John Muller of Google recently stated that URLs should be no more than 1000 characters.
This figure was mentioned in the discussion of URL lengths for better SEO in a Google Webmaster Hangout.
Although URLs rarely reach, and even more than exceed 1000 characters, this is possible. Various factors, such as parameters and subfolders, can significantly increase the length of the URL.
At what point does the length of the URL begin to affect SEO?
Well, it turns out that you probably don’t need to worry about the length of the URL until you get closer to 1000 characters.
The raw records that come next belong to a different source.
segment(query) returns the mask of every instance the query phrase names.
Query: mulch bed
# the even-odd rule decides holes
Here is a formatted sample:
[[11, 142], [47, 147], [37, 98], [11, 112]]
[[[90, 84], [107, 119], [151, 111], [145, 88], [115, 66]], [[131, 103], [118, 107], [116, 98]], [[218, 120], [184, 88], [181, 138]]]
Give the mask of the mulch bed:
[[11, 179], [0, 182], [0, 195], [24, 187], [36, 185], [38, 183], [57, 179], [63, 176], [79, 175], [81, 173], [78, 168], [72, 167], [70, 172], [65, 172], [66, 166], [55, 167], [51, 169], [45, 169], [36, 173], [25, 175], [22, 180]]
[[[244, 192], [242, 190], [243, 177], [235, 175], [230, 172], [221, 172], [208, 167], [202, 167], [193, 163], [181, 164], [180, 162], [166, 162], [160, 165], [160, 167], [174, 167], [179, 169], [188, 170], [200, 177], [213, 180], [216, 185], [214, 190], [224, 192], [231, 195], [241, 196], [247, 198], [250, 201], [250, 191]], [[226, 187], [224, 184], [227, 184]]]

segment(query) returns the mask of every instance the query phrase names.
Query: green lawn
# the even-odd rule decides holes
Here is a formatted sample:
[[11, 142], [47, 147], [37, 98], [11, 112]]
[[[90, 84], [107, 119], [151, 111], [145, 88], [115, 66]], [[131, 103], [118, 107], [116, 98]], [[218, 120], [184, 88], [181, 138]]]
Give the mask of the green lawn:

In other words, you have plenty of space for the flight of fancy. In view of the above, Futureinapps recommends short URLs and avoiding their increase.
Web browsers can handle URLs of up to 2000 characters, which makes Google's 1000 character limit worthy of special attention.
In fairness, Muller may have thrown out an arbitrary number, but he already mentioned that number before.
Back in 2009, in response to the Google Help Forums thread, Muller stated:
"We can certainly crawl and index URLs longer than 1000 characters - but this does not mean that this is good practice :-)."
So, here it is. Hold on to short URLs, but don't worry if they get a bit longer. While they are less than 1000 characters.
Here is Muller’s full URL citation:
“These are just different URL structures that some sites have. Some sites use parameters, some sites use folders with file names. Everyone does it a little differently.
What matters to us is that we can take the URL that you have, we can crawl it, and we can index it at that URL and collect the content. How you determine which URL to use is ultimately up to you.
The only thing I would like to draw attention to is, in my opinion, not more than a thousand characters. You may have to work hard to make URLs so long. ”
Your URL must be clear to Google - this is the main requirement. So try to name the pages according to the content and then Google will index them well.